La RT2012

La RT2012, dite Réglementation thermique "Grenelle Environnement 2012" est prête.

Un travail de Messieurs Borloo et Apparu.

Je l'attendais, nous l'attendions, et la voici.
Tout d'abord, un point important, le calendrier d'application :

  • novembre 2010 : signature des textes réglementaires par la commission européenne et le conseil d'état
  • 1er juillet 2011 : obligation de respect pour les bâtiments neufs du tertiaire, du public et bâti en zone ANRU (zone déclarée de rénovation urbaine)
  • 1er janvier 2013 : obligation de respect pour tous les autres types de bâtiments neufs, dont les logements.
  • fin 2020 : bâtiment à énergie positive

Dans les grandes lignes, en quoi consiste-t-elle ?
L'indicateur Bbiomax avec une valeur maximale représente le seuil de consommation d'énergie primaire pour le chauffage, l'éclairage et le refroidissement. Trois consommations intimement liées à une conception bioclimatique. Dans ce calcul, les apports internes (équipements et occupants) entrent en ligne de compte, une grande nouveauté.
L'indicateur Cmax, avec une valeur maximale, représente la consommation d'énergie primaire pour le chauffage, l'éclairage, le refroidissement, la ventilation et l'eau chaude sanitaire.
Une nouvelle modulation de cet indicateur est possible suivant le niveau des émissions de gaz à effet de serre. Ainsi, un appareil de chaleur au bois ou un raccordement à un réseau de chaleur permettront d'augmenter ce seuil, réhabilitant un peu ces modes de chauffage pour l'instant dénigrés au profit du tout électrique (à savoir les pompes à chaleur).
Une autre modulation de l'indicateur Cmax est la surface du logement. Les petites surfaces sont sous la RT2005 pénalisées. Cette modulation doit établir une relative équité entre les bâtiments.
L'exigence de confort d'été, existante sous la RT2005, demeure sous la nouvelle réglementation, avec une température maximale à ne pas dépasser si le bâtiment subit 5 jours consécutifs de fortes chaleurs. Les modalités de calcul et l'établissement des seuils exacts sont à préciser.

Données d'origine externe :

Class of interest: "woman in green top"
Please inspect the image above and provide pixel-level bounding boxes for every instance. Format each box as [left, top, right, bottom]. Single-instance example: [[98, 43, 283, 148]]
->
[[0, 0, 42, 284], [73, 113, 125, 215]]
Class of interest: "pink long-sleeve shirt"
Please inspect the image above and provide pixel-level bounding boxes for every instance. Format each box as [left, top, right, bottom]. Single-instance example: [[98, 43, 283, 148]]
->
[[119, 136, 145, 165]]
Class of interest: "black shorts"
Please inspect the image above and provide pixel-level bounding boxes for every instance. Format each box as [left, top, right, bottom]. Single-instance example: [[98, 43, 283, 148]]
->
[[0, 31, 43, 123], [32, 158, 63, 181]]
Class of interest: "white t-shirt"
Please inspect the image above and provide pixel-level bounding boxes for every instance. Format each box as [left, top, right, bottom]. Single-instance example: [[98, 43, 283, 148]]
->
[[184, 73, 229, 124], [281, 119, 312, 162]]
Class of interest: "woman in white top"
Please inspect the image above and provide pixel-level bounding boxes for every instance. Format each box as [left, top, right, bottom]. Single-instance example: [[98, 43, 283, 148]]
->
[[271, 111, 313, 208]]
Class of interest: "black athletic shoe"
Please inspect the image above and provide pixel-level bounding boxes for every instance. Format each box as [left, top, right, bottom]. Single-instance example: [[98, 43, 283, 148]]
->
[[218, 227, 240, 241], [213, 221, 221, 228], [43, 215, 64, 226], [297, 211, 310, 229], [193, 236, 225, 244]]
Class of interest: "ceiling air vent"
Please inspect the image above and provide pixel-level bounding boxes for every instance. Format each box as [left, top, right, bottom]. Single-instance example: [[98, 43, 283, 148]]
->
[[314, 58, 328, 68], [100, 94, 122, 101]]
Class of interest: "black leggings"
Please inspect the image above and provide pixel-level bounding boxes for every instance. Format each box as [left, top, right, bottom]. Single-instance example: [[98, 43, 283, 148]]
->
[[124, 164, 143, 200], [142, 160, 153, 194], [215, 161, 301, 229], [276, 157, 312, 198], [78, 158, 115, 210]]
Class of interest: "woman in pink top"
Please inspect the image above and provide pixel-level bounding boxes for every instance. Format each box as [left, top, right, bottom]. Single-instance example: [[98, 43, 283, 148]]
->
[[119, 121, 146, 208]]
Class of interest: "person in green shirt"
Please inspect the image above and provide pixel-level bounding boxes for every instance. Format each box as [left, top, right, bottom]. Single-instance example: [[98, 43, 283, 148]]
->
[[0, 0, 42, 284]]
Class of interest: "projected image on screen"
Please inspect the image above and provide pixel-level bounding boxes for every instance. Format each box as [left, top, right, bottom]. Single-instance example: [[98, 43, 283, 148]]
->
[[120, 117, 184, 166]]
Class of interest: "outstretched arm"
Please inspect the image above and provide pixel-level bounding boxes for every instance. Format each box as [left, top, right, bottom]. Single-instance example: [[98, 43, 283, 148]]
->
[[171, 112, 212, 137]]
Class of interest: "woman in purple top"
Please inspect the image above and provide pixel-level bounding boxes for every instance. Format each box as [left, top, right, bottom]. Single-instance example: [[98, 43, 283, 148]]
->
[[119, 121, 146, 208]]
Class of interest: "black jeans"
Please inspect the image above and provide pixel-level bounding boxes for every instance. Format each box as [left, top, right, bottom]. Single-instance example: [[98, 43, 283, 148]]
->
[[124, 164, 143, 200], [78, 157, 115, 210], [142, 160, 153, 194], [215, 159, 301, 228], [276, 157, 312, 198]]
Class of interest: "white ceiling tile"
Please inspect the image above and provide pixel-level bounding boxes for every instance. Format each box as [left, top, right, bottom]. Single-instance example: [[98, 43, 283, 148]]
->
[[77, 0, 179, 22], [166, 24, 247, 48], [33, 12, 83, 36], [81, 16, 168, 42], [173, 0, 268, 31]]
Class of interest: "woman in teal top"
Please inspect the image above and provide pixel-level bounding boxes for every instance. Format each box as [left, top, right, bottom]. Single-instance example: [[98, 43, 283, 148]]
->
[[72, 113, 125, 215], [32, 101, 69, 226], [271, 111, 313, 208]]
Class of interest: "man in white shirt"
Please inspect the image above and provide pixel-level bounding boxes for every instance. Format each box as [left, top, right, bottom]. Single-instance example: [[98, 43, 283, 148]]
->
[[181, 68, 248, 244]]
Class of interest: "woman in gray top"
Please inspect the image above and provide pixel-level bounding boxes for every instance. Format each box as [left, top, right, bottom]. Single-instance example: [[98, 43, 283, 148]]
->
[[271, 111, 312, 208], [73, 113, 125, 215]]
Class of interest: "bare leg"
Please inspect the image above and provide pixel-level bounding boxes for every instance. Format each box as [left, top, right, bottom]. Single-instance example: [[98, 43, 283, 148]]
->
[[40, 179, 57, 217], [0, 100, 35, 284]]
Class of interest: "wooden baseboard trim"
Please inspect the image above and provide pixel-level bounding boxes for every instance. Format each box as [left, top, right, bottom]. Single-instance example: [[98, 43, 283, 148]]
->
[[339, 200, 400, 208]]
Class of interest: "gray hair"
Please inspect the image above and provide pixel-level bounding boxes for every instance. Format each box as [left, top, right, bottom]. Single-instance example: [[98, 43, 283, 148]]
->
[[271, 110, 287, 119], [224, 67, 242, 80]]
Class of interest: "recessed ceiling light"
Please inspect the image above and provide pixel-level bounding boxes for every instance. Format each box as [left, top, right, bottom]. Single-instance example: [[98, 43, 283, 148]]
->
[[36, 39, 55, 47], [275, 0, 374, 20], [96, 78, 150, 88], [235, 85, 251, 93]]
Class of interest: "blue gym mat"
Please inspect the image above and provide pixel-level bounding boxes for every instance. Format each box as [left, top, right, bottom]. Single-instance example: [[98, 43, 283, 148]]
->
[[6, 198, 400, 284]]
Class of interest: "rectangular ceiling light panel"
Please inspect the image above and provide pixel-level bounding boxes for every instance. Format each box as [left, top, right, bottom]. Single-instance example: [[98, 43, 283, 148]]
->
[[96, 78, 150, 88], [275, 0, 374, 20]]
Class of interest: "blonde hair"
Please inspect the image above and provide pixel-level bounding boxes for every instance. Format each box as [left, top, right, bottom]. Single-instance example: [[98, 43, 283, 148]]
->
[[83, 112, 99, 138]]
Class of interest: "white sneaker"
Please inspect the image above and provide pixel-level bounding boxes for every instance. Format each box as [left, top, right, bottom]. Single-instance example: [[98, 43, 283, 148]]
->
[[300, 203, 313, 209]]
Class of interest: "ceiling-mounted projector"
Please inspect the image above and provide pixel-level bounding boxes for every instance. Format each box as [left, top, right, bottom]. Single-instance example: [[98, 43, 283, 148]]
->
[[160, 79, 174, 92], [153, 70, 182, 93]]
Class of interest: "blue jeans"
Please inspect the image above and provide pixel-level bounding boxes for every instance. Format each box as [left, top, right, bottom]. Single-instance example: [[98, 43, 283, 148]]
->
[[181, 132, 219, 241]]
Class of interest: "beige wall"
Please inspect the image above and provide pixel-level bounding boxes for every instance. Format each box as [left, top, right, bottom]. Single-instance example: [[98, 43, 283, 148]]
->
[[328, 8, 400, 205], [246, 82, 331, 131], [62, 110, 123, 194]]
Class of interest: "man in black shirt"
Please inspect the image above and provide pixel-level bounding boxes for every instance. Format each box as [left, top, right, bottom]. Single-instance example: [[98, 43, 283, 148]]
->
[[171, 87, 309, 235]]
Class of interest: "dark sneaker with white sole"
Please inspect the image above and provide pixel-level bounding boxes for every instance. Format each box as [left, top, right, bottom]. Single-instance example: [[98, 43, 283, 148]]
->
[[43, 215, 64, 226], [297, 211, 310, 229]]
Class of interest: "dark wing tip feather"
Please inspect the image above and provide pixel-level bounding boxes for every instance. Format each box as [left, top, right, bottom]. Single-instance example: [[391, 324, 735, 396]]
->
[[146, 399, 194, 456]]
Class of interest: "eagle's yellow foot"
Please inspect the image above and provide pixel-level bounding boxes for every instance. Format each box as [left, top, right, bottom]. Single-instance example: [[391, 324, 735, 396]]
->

Les nombreux et contraignants "garde-fous" des réglementations thermiques précédentes sont pour ainsi dire abandonnés, offrant un espace de liberté plus grand aux concepteurs.

Par contre, certaines obligations subsistent.
Le traitement des ponts thermiques significatifs est une obligation.
L'étanchéité à l'air est une obligation.
Une surface minimale de baies, dont une part définie ouvrante et équipées de protection solaire, est une obligation.
Le recours à des énergies renouvelables et/ou à des systèmes à très hautes performances, notamment pour la production d'eau chaude sanitaire est valorisée. En souhaitant que ce soit pour voir apparaitre plus de panneaux solaires thermiques que de ballons thermodynamiques (syndrome de la pompe à chaleur).
Installation de comptages d'énergies par usage et accessible à l'occupant.
La production locale d'énergie n'est prise en compte que dans la limite de l'autoconsommation. La part d'énergie supplémentaire produite n'entre pas en ligne de compte. Ce serait effectivement aberrant d'autoriser un bloc de béton équipé de 250m² de panneaux photovoltaiques.

Rien pour l'instant donc de surprenant pour qui suivait l'évolution de cette réglementation.
Il y a une certaine rationnalité dans le texte tel qu'il est présenté. Bien sur, je reste prudent quand à la version finale, les modulations possibles, les contraintes de matériaux, les dépréciations liées à certains équipements novateurs mais non-certifiés...

Alea Jacta Est. Bona fide, bona diagnosis, bona curatio.